Tips For Home Buyers: As a seller, you will be most concerned about ‘short-term price’ – where home values are headed over the next six months. As a buyer, however, you must not be concerned about price, but instead about the ‘long-term cost’ of the home. Prior to the Great Recession, mortgage rates were at 6.35% in 2007. A $625,000 home with 20% down had a monthly payment of $3,111 back then. Today at 3.5%, the monthly mortgage payment is only $2,245, an $866 per month savings! And rates are not going go change much anytime soon. Buyers, do not wait on the sidelines. Instead, cash in on these incredible rates now.

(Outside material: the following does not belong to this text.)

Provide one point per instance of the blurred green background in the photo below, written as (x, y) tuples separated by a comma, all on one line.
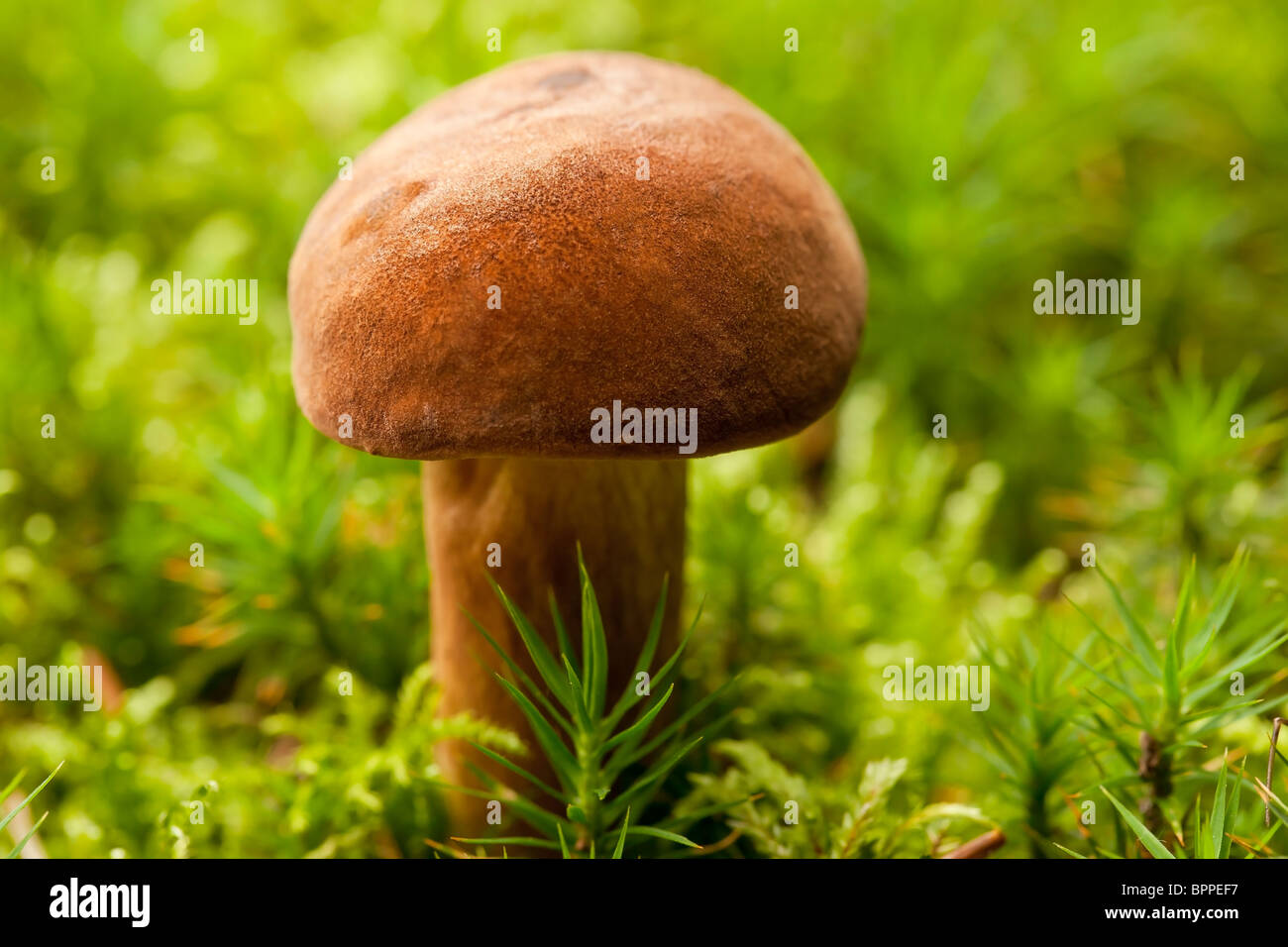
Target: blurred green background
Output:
[(1063, 429)]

Tips For Home Sellers: The market won’t tank anytime soon, yet we may be nearing price peaks. However It is generally harder to sell homes during election years. The reason is because an election year brings with it a natural state of uncertainty. Consider hiring a real estate agent with a great marketing strategy to help you get your home sold. According to a movoto.com study of the California real estate market, house prices typically rise 1.5% less during an election year than in the year prior to the election, and 0.8% less than in the year following the election.
In our “Millionaire Investor Seminar”, we always talk about “Five Investing Myths”. One of the myths is that “successful investors are able to time the market”. But the truth is, in successful investing, the timing finds you. So the question is “When will the timing find you?”.
Disclaimer: This story contains predictions and forecasts relating to home prices and other aspects of the housing market. Those forward-looking views are the equivalent of an educated guess and should be treated as such.